‘Le bitcoin reste de la pure spéculation’
Le lancement des ‘futures’ (des contrats à terme), qui rendent le bitcoin accessible aux investisseurs institutionnels, pousse encore plus haut le cours du bitcoin. “Mais vous n’obtiendrez un grand public d’investisseurs que si les monnaies numériques deviennent une vraie catégorie d’actifs dans laquelle on peut, et veut, investir”, affirme Dirk Thiels de KBC Asset Management.
Des investisseurs institutionnels comme les fonds de pension vont-ils à présent entrer dans le bitcoin ?
DIRK THIELS: Je ne prévois pas cela rapidement. Je pense que cela touche surtout les fonds spéculatifs (hedge fonds) – des parties qui essaient de faire de l’argent sur les imperfections du marché. Ceux-ci comprennent que le bitcoin est colossalement surévalué.
Pour beaucoup de véritables investisseurs institutionnels, comme les fonds de pension, les règles n’autorisent pas à investir en bitcoin. Pas mal d’autorités de surveillance se sont exprimées sur le caractère ‘casino’ de la monnaie numérique.
Je pense que ce sont surtout des investisseurs particuliers qui attendaient cela. Par le biais de ces ‘futures’, qui sont cotées en dollar, vous n’investissez pas en bitcoin même, mais en dollar. Cela donne donc un peu plus de liquidité et de sécurité. Mais la personne court toutefois le risque du bitcoin et espère bien sûr que le prix va continuer à grimper. Combien de temps cela durera-t-il encore ? Il y a toujours des gens qui entrent encore du fait que les prévisions de krach ne semblent pas se réaliser. Mais un vrai grand public d’investisseurs, vous ne l’obtiendrez que si les monnaies numériques deviennent une vraie catégorie d’actifs dans laquelle vous pouvez, et voulez aussi, investir.
Que manque-t-il pour faire du bitcoin une telle vraie catégorie d’actifs ?

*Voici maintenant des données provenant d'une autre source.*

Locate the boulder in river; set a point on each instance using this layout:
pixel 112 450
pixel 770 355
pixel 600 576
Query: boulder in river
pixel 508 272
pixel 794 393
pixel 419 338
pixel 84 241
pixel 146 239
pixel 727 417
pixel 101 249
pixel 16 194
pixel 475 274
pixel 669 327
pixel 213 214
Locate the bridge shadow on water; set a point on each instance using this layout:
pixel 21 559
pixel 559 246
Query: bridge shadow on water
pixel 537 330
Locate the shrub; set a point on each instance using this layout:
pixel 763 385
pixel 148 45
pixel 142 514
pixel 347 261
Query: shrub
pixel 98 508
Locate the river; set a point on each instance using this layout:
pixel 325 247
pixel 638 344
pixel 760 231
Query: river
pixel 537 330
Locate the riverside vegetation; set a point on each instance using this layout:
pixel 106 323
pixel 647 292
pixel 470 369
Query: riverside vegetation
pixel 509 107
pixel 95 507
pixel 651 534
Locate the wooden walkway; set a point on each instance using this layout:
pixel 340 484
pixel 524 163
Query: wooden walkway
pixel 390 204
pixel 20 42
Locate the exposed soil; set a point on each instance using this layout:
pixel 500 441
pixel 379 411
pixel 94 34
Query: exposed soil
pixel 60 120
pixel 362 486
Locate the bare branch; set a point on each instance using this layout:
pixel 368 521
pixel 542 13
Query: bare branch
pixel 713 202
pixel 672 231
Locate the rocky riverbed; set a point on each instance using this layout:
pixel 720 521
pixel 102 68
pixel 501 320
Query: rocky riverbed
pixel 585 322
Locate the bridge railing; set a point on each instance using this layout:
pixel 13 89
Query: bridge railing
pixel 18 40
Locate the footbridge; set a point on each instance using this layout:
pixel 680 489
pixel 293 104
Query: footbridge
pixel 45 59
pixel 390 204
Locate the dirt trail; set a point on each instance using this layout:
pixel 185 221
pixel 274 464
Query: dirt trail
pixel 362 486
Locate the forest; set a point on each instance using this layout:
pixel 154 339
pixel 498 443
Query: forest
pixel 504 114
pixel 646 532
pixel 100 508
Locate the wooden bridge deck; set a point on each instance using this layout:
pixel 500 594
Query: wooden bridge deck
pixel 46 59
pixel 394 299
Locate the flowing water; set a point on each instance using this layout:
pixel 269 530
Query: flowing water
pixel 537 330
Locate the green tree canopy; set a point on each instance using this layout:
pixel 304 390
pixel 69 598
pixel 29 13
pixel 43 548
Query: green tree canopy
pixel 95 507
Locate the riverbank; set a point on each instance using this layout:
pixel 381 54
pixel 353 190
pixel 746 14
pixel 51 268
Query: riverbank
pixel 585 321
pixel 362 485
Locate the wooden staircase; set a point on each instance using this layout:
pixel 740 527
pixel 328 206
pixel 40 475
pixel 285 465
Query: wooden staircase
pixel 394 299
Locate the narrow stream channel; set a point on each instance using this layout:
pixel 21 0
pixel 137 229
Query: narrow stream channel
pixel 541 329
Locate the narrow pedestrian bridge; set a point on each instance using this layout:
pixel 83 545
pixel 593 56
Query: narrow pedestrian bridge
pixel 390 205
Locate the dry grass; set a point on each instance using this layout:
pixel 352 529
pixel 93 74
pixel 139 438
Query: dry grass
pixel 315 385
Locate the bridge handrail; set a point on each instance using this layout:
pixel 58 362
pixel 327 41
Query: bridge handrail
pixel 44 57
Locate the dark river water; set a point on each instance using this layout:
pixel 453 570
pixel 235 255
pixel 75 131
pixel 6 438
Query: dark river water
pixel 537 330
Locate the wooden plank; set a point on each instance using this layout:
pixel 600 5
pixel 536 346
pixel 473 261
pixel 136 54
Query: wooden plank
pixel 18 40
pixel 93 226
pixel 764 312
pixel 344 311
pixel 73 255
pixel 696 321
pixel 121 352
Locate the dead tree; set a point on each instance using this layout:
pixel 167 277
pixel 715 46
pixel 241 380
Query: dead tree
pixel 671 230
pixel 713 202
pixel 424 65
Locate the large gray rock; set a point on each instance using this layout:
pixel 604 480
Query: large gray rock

En fait, vous devez pouvoir évaluer le prix en fonction de la valeur intrinsèque, comme pour une action ou une obligation. Mais il est impossible de définir celle-ci. Vous l’observez également aux variations du cours. Si une monnaie peut être multipliée par quinze en un an, il y a de toute façon quelque chose qui ne va pas. Je pars toujours de la philosophie que vous investissez mieux dans ce que vous comprenez.
Selon les fans, le bitcoin est une alternative à l’or.
Vous pouvez déterminer la valeur intrinsèque de l’or au moyen des coûts pour l’extraire. Nous savons ainsi que l’or est cher aujourd’hui. Mais quels sont les coûts de production d’un bitcoin supplémentaire? Vous pouvez miner celui-ci via des ordinateurs. Le coût est donc surtout de l’électricité. Mais celui-ci s’élève-t-il à 1.000 dollars, comme au début de cette année, ou à 18.000 dollars comme l’indiquaient les ‘futures’ lors de leur premier jour ? Je n’ai aucune vue là-dessus. Et tant que vous ne savez pas cela, cela reste de la pure spéculation.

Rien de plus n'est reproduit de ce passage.